3.2 continuous() Option
The continuous() option chooses which statistics to display for continuous variables:
dtable age weight, continuous(mean sd median)
Shows the mean, SD and median for the continuous vars age and weight. You can select from:
- mean, sd, median
- min, max
- quantiles like q1, q3
- total
Statistics like count, geometric mean etc. are also available. Multiple continuous() options can be used.
3.3 factor() Option
The factor() option controls summary statistics for categorical variables:
dtable i.sex i.education, factor(fvpercent)
Shows column percentages for each sex and education level. The statistics are:
- fvfrequency – frequency counts
- fvpercent – column percentages
- fvproportion – proportions
Tests like Pearson’s chi-squared can also be added. Multiple factor() options are allowed.
3.4 Formatting Options
Options like nformat() and sformat() control formatting of results in the table:
dtable age weight, nformat(%3.1f) sformat("(%s)" mean)
Shows mean age and weight with 1 decimal place, and encloses the mean in parentheses. nformat() controls numeric formats and sformat() controls string formats.
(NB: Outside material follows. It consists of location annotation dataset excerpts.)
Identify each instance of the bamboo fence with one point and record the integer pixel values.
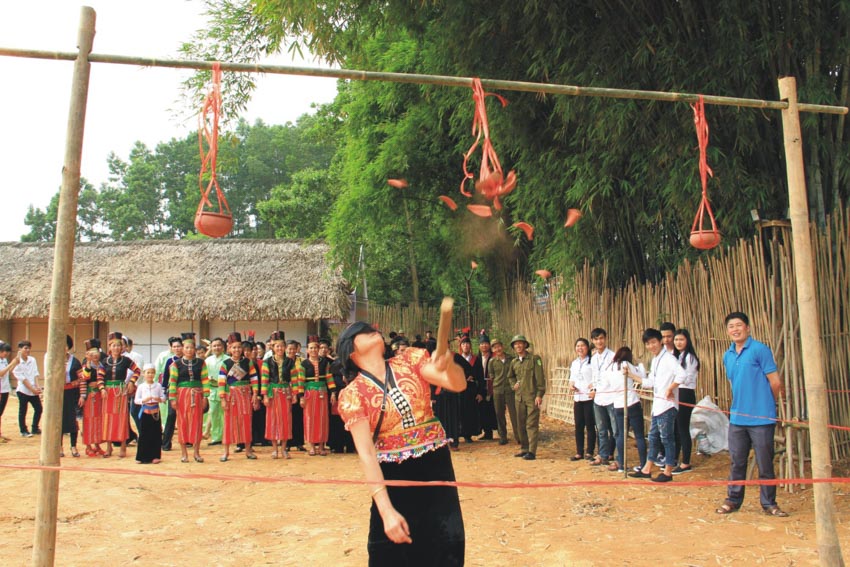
(755, 276)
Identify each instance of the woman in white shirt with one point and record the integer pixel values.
(581, 382)
(28, 391)
(148, 397)
(5, 386)
(624, 386)
(687, 398)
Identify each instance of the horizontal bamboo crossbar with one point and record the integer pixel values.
(444, 80)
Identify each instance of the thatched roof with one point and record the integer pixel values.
(178, 280)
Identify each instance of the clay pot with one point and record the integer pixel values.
(705, 239)
(214, 225)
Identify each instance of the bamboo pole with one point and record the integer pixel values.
(44, 542)
(416, 78)
(818, 406)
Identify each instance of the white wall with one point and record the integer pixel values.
(151, 337)
(262, 329)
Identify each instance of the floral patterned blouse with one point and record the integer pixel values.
(409, 428)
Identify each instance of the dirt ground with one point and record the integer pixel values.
(133, 520)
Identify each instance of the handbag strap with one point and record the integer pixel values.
(388, 383)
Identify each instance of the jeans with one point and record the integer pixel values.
(760, 438)
(585, 421)
(662, 433)
(606, 429)
(23, 400)
(636, 424)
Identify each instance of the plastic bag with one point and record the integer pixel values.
(710, 427)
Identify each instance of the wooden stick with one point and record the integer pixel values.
(445, 327)
(829, 546)
(44, 542)
(445, 80)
Other formatting options are:
- varlabel/novarlabel – use variable labels
- fvlabel/nofvlabel – use value labels for categories
- halign() – horizontal alignment of cells
3.5 title() and note() Options
Add a title and notes to the table using:
dtable age weight, title(Table 1) note(Data from NHANES)
Style options like titlestyles() and notestyles() control formatting of titles and notes.
These options allow creating highly customized, publication-quality tables without any manual work!
4. Advanced dtable Usage
This section covers some more advanced usage of dtable like:
- Using survey data with svyset
- Defining composite results
- Controlling missing values
- Applying custom table styles
4.1 Using Survey Data
To use dtable with survey data, first svyset your data:
svyset [pweight=weightvar], strata(stratavar)
Then use the svy option with dtable:
dtable age weight, svy
This will compute statistics incorporating the survey design like weights, stratification etc. You can also specify subpopulations using the subpop() option.
4.2 Defining Composite Results
Composite results give control over how items are composed in table cells. For example, to show the ratio of mean and SD:
dtable age, define(mean_sd = mean sd)continuous(mean_sd) nformat(%3.2f)
The define() option creates a new result mean_sd composed from mean and sd. This is then shown in the table, and formatted with 2 decimal places.
4.3 Controlling Missing Values
By default, dtable handles missing values by listwise deletion. The nolistwise option changes this:
dtable age weight, nolistwise
Now all non-missing values will be used for each variable. This avoids deleting observations with partial missing data.
With by(), missing values can also be included as a separate group:
dtable age weight, by(sex, missing)
4.4 Applying Custom Table Styles
You can customize the look of your dtable using:
dtable age weight, style(mydtablestyle)
This applies the styles defined in mydtablestyle.dta to the table. Useful for custom fonts, colors, borders etc. The style files can be created using:
collect style create mydtablestyle collect style edit mydtablestyle
And then modified as needed. This gives full control over the table appearance.